Study: “YouTube to blame for Flat Earthers”

February 18, 2019

A research study conducted by Texas Tech University has revealed that YouTube is the biggest culprit in the rise of “Flat Earthers” – a growing community of people who worryingly believe that the Earth is flat.

The researchers interviewed 30 attendees at a Flat Earthers annual conference in North Carolina, US – and all but one suggested they bought into the theory as a result of watching YouTube videos on the subject.

“The only person who didn’t say this was there with his daughter and his son-in-law and they had seen it on YouTube and told him about it,” said Asheley Landrum, who led the research.

The interviews revealed that most had been watching videos about other conspiracies, with alternative takes on 9/11 and the moon landing among others, when YouTube offered up Flat Earth videos for them to watch next.  Some said they watched the videos only in order to debunk them but soon found themselves won over by the material.

“There’s a lot of helpful information on YouTube but also a lot of misinformation,” Landrum said, commenting on the research findings. “Their algorithms make it easy to end up going down the rabbit hole, by presenting information to people who are going to be more susceptible to it.”
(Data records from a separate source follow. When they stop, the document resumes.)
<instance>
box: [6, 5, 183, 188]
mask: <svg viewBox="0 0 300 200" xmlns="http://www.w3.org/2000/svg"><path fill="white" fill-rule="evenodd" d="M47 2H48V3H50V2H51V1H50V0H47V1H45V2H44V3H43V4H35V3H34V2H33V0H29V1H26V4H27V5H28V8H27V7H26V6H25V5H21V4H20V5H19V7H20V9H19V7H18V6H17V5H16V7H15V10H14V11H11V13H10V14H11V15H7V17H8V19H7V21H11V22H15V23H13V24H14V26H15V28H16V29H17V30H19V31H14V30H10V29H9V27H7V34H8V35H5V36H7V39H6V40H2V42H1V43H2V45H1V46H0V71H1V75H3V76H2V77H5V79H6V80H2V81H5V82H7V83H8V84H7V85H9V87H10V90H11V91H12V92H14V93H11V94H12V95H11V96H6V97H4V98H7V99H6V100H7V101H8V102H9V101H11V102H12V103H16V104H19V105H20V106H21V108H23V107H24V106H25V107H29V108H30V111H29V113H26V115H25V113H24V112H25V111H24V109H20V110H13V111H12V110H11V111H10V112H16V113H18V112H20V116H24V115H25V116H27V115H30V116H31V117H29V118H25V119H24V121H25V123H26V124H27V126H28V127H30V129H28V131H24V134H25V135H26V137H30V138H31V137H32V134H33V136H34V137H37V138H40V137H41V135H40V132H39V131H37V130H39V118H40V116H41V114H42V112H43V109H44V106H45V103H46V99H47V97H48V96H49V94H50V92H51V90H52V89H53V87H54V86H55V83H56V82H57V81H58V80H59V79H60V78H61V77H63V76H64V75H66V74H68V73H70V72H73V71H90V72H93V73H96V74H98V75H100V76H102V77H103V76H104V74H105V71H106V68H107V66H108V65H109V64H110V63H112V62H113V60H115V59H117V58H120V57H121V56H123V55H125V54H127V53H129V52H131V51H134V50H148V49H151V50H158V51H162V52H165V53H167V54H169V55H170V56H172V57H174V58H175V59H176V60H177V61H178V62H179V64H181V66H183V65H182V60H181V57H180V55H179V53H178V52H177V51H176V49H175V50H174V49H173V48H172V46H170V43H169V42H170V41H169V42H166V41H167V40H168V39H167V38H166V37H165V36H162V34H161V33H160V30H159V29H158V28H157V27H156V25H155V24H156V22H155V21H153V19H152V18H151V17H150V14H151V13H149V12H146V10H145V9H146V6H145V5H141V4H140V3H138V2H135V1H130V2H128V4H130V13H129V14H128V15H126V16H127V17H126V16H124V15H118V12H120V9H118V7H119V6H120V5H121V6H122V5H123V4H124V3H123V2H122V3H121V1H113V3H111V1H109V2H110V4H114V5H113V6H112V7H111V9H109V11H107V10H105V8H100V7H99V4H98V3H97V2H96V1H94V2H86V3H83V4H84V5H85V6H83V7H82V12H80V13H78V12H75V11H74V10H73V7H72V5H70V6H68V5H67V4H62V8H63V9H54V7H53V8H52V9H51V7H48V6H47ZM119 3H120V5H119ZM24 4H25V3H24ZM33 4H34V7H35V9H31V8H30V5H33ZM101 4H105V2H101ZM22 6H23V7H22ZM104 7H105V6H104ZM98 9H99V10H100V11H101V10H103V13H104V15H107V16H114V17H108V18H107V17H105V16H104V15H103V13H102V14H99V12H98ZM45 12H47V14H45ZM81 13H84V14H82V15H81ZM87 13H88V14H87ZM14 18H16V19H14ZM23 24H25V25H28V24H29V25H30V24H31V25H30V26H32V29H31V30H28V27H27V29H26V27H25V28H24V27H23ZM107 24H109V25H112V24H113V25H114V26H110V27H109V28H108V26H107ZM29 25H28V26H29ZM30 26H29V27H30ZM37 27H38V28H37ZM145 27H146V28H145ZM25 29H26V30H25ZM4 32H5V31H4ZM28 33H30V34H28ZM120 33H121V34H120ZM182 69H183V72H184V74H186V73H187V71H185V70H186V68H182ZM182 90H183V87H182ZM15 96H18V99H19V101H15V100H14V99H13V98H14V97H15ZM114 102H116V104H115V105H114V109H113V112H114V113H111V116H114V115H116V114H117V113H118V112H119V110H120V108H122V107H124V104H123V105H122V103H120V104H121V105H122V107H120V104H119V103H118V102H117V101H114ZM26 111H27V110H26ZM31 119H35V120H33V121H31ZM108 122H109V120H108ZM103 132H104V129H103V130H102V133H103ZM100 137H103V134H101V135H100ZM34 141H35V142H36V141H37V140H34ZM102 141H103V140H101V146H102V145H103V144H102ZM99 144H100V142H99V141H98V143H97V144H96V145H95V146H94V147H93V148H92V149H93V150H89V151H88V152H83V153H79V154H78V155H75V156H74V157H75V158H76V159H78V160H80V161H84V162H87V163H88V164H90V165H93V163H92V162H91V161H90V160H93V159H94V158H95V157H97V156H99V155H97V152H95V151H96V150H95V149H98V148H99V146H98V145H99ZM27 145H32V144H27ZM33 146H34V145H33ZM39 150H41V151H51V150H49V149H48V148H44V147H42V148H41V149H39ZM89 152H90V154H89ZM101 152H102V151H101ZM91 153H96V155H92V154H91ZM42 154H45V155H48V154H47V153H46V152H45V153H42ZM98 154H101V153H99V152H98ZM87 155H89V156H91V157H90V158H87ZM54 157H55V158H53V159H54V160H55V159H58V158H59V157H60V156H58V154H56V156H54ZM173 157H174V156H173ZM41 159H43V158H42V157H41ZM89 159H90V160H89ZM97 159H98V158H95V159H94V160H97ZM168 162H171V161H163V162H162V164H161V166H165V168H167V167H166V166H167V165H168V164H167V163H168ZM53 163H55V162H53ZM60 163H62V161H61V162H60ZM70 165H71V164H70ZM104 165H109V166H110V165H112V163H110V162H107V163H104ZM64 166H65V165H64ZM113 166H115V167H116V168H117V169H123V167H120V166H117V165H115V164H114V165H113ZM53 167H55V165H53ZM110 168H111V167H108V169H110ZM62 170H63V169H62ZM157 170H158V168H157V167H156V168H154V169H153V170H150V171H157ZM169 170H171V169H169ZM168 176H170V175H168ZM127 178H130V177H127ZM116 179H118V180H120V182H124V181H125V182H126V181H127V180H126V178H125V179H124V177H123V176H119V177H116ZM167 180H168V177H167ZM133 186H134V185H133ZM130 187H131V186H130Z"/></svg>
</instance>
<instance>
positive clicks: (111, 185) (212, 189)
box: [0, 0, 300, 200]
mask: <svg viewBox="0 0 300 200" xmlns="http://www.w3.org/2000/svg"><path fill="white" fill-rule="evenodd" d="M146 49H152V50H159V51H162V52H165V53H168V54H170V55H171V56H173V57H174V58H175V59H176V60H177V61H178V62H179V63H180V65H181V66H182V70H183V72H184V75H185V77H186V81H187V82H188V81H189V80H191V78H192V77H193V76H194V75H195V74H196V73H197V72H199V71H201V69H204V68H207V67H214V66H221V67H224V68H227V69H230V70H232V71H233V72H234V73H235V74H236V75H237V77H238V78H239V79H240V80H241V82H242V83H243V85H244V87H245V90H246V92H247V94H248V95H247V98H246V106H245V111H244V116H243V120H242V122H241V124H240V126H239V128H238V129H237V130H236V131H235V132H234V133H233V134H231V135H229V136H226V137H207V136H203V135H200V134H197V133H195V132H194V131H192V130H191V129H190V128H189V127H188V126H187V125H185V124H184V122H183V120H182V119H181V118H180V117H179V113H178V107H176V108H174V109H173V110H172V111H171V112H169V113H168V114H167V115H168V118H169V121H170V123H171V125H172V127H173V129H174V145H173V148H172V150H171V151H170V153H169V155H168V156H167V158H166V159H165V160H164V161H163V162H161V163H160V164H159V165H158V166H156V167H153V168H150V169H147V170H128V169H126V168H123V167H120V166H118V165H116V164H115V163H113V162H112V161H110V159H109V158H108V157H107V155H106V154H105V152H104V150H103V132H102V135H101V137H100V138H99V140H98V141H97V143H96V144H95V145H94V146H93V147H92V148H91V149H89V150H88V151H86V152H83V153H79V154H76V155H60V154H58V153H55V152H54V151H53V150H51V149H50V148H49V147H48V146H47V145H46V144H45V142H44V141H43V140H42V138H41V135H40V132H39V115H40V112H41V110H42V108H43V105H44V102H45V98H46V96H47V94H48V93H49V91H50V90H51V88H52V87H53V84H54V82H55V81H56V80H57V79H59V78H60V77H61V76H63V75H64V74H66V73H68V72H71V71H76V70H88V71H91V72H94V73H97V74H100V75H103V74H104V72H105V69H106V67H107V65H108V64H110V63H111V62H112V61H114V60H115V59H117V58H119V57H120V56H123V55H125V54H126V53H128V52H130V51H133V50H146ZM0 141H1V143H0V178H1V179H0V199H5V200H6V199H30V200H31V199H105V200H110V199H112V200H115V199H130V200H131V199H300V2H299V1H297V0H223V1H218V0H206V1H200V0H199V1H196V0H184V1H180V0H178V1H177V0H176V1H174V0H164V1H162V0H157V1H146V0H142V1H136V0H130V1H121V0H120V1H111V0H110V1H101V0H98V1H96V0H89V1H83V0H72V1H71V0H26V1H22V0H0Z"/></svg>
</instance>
“Believing the Earth is flat in of itself is not necessarily harmful, but it comes packaged with a distrust in institutions and authority more generally,” she added. “We want people to be critical consumers of the information they are given, but there is a balance to be had.”

Landrum called on scientists and others to create their own YouTube videos to combat the proliferation of conspiracy videos. “We don’t want YouTube to be full of videos saying here are all these reasons the Earth is flat. We need other videos saying here’s why those reasons aren’t real and here’s a bunch of ways you can research it for yourself.”

“There’s always going to be a small percentage of people who will reject anything that scientists put out there but maybe there’s a group in the middle that won’t,” she concluded. “The only tool we have to battle misinformation is to try and overwhelm it with better information.”